William H. Clapp is a social entrepreneur, philanthropist, business executive and founder and former chairman of the Matthew G. Norton Company, a property management firm based in Seattle. He is also the founder, along with his wife Paula, of Global Partnerships, Global Washington, and Seattle International Foundation.

Early life and career 
Clapp is the great-grand son of Weyerhaeuser Co. co-founder Matthew Norton. Bill began his career in Alaska in the 1960s, working as a bush pilot and businessman. He returned to Seattle in 1975, where he helped found the Matthew G. Norton Company, a real estate and property management firm. He served as CEO and Chairman until 2002.

Philanthropy

Global Partnerships 
Clapp and his wife, Paula, became interested in philanthropy and international development in the 1990s, after visiting a microlending program in El Salvador. In 1994, they founded Global Partnerships, a microlender with partner organizations in Central and South America, the Caribbean and Africa. Since its founding, the organization has provided loans and grants totaling $300 million to more than 10 million people. Bill served as Executive Director of the organization until 2006.

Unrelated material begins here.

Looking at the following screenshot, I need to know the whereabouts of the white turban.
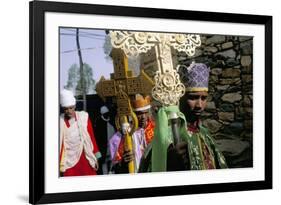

Initiative for Global Development 
In 2002, Clapp joined a group of policymakers, government officials, and philanthropists, including William H. Gates Sr., former U.S. Senator Daniel J. Evans, former EPA Administrator William D. Ruckelshaus, and former Chairman of the Joint Chiefs of Staff General John Shalikashvili, in founding the Initiative for Global Development. The Washington, D.C.-based organization invests in small businesses in Africa.

Global Washington 
Clappfounded Global Washington in 2008, and served as the organization's first chairman.

Seattle International Foundation 
In 2008, Clapp and his wife founded the Seattle International Foundation (SIF), a grant-making organization with a strategic focus on Central America. Since its founding, SIF has issued grants totaling $20 million to 243 organizations. In addition , it partners with such organizations as the Seattle Foundation and Global Washington to enhance international philanthropy efforts originating in the Pacific Northwest.

References 

Social entrepreneurs
American business executives
People from Seattle
Living people
Year of birth missing (living people)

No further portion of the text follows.